Fico imaginando um plebiscito para ouvir a população sobre o uso desses
produtos. Com uma pergunta mais ou menos assim: “A população está
crescendo e precisamos alimentá-la. Os agrotóxicos aumentam a
produtividade agrícola, mas provocam algumas doenças e mortes. Você
concorda com a sua adoção em larga escala no país?”. Durante a campanha
do plebiscito seriam divulgadas pesquisas e estatísticas de mortes.

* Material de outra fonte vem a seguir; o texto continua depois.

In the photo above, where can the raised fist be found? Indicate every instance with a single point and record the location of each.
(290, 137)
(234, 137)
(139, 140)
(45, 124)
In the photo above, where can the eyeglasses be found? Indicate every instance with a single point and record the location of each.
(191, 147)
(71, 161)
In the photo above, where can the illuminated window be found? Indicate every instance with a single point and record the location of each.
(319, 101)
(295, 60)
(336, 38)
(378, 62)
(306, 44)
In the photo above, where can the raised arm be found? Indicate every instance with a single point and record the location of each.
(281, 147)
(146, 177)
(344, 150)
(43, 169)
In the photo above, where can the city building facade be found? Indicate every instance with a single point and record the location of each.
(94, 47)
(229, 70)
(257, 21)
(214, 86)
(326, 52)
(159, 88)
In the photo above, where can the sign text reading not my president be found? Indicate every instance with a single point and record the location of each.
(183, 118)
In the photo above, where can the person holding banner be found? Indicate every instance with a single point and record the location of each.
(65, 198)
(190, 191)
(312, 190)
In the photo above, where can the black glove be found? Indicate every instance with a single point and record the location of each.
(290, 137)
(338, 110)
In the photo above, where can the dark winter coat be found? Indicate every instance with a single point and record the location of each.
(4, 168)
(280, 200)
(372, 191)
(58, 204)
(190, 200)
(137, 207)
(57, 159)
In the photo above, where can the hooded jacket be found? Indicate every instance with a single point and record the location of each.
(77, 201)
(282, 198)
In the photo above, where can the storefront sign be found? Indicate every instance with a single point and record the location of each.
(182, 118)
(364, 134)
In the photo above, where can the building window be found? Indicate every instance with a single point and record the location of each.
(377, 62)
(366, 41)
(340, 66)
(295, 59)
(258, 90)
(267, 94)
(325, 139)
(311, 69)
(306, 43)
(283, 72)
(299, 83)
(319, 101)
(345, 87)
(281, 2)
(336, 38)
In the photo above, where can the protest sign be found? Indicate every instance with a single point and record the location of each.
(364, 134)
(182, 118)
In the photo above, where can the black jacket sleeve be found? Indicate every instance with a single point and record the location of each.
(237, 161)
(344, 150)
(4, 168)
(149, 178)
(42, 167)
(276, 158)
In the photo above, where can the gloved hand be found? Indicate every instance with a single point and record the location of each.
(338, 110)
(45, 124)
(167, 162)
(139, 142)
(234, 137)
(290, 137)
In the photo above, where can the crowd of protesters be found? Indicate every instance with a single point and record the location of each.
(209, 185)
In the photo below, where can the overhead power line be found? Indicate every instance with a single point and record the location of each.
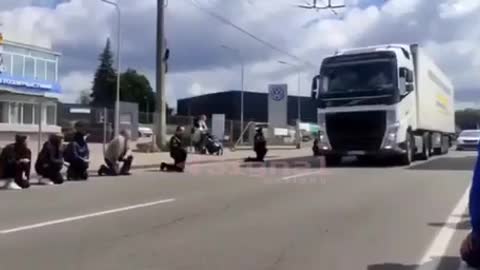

Cinco mortos no campo e um na cidade é um número razoável? Se forem dez
no campo e dois na cidade já seria inaceitável?
É
claro que esse exercício é absurdo. E não existe nenhum número
“aceitável” de mortes. Na prática, no entanto, é mais ou menos isso que
acontece. Sem a consulta popular. Na verdade, a questão principal não é
se devemos ou não usar agrotóxicos. Tema polêmico no mundo todo. A
pergunta que não quer calar é: Por que ainda usamos produtos que já
foram banidos no resto do mundo?
Realmente,
essa é uma pergunta difícil de responder sem ficar vermelho de
vergonha. Será que todos os países que proibiram a comercialização,
incluindo os mais desenvolvidos do planeta, estavam errados? Só nós
estamos certos? Teria essa gente alegre e bronzeada que vive por aqui
menos chances de ser contaminada? É óbvio que não. Trata-se de uma
mistura perversa de bagunça, burocracia, lobby eficiente da indústria e
um forte interesse econômico.
Pode
parecer ingenuidade, mas tenho curiosidade em saber se ao longo desses
anos foi registrado algum conflito ético, moral ou mesmo um pouco de
culpa. Imagine uma reunião semanal de diretoria de uma dessas grandes
empresas químicas. Um dos participantes levanta o braço e diz: “Eu sei
que os ambientalistas são uns chatos, reclamam de tudo, mas esse nosso
produto já foi proibido em 50 países, será que a gente devia mesmo
vender no Brasil?”
Não
sei se a pergunta foi feita, mas a resposta é óbvia. Com a crise
econômica na Europa e nos EUA, aumenta a oferta de produtos e caem os
preços. Produtos proibidos lá ganham ares de oferta por aqui. E o que
torna a história ainda mais escabrosa é que vários países baniram a
venda, mas não impediram a produção. Ou seja, a fabricação de
agrotóxicos gera empregos e divisas lá e contaminação aqui.
Na
próxima terça-feira, dia 9 de abril, o gabinete da presidente Dilma
Rousseff e as presidências da Câmara e do Senado vão receber um
abaixo-assinado com milhares de nomes. A campanha, encabeçada por
entidades de vários setores, pede a suspensão imediata da produção,
venda e uso de substâncias que já estão proibidas em outros países. Não
dá para saber se o volume de assinaturas se iguala ao dos movimentos
“Fora Renan” e “Abaixo Feliciano”. Mas seria bom que não acabasse também
numa das espaçosas gavetas de Brasília.